I recently received a very nice invitation to a seminar promising to teach me how to make money with stocks even if stocks go to zero. As an added bonus, I could learn how to increase my monthly income by $9,100.78. (I love when promoters promise such nice round numbers.) Hand written in blue ink at the top of the invitation was a personal note to 'David,' noting that the event was already sold out, but because I had been personally referred, the host was willing to make a special exception for me. (I actually received three invitations at my office and two at home, each with a similar personal note. One of the personal notes was addressed to 'Wheeler.' Another was addressed to 'W, CFA.') I passed on the seminar.

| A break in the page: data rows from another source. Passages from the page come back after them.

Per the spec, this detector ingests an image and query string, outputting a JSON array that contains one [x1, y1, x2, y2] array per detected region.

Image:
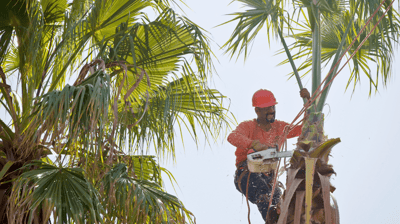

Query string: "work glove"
[[247, 140, 268, 154], [300, 88, 310, 100]]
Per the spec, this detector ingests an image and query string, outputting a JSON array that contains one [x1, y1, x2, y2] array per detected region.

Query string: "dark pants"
[[235, 162, 282, 220]]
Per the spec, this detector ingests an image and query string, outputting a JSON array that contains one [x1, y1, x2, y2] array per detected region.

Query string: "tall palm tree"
[[0, 0, 230, 223], [224, 0, 400, 224]]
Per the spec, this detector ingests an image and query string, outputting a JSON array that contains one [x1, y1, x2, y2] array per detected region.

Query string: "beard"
[[265, 112, 275, 123]]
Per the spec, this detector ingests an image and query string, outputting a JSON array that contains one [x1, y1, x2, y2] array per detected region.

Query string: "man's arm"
[[228, 121, 268, 151]]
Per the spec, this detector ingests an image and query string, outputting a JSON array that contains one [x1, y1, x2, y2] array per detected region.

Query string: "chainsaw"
[[247, 147, 294, 173]]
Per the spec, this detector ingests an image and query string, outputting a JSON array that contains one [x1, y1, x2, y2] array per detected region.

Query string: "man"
[[228, 88, 310, 222]]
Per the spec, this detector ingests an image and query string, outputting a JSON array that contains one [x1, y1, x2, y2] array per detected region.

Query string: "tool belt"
[[236, 160, 275, 192], [247, 159, 278, 173]]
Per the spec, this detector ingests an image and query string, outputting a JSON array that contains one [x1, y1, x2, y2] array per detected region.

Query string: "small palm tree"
[[0, 0, 230, 223], [224, 0, 400, 224]]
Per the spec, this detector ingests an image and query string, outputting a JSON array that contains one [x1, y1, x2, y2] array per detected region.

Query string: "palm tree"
[[0, 0, 231, 223], [224, 0, 400, 224]]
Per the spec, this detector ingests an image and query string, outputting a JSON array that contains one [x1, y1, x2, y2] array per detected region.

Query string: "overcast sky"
[[159, 0, 400, 224]]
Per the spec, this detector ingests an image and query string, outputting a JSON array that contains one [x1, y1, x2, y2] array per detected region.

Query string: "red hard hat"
[[253, 89, 278, 107]]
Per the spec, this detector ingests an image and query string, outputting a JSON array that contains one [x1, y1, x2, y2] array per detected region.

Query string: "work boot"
[[266, 205, 279, 224]]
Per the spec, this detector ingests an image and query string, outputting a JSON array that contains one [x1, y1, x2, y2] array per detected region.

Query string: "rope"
[[246, 175, 251, 224], [265, 141, 287, 220]]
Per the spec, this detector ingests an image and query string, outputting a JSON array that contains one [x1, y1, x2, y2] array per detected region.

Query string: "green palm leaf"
[[10, 161, 102, 223], [102, 164, 191, 223]]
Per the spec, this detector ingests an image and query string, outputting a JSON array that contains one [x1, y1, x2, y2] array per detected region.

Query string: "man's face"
[[256, 105, 275, 123]]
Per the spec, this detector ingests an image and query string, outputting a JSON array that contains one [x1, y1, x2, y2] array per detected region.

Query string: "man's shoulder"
[[274, 120, 289, 126], [239, 119, 255, 126]]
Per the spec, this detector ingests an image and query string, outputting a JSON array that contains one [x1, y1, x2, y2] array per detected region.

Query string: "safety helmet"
[[252, 89, 278, 108]]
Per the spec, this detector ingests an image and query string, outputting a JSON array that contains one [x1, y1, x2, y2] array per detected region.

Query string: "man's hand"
[[251, 140, 268, 151], [300, 88, 310, 100]]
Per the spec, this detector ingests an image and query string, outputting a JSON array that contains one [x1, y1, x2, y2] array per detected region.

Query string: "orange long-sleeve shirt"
[[228, 119, 302, 164]]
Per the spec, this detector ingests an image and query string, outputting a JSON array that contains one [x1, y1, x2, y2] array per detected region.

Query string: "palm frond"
[[102, 164, 191, 224], [8, 161, 103, 223], [221, 0, 287, 59]]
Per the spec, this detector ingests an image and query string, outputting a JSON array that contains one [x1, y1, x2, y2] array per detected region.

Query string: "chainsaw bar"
[[247, 148, 294, 161]]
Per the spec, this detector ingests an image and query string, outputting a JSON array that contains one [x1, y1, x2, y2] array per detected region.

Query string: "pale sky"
[[159, 0, 400, 224]]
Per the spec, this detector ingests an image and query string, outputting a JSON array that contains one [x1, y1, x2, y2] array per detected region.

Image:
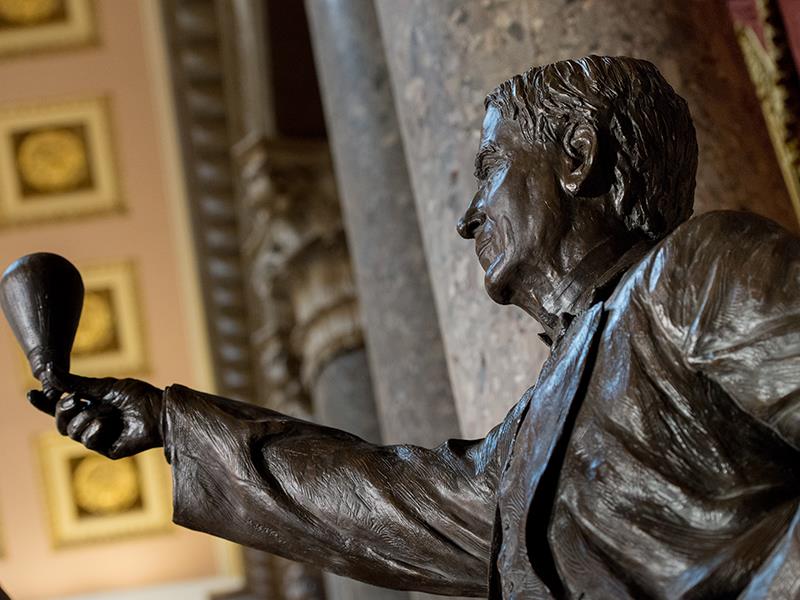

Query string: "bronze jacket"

Do you think these examples are an extreme? The something-for-nothing mindset can be found in things as innocuous as a newspaper headline. On November 24, the Real Estate section of this newspaper published a syndicated article titled 'Four Options for Avoiding Foreclosure.' The article suggested ideas such as seeking your lender's approval to skip a few payments or trying to refinance the loan. My first suggestion on avoiding foreclosure is a bit simpler: pay your bill. Instead, the author, the financial editor of, suggested several ways for borrowers to absolve themselves of an obligation. That is, how to get something for nothing.

Too often, investors look for risk-free ways to make a quick buck. These schemes don't exist. As Warren Buffett once said, 'you can't make a baby in one month by getting nine women pregnant.' Some things just take time.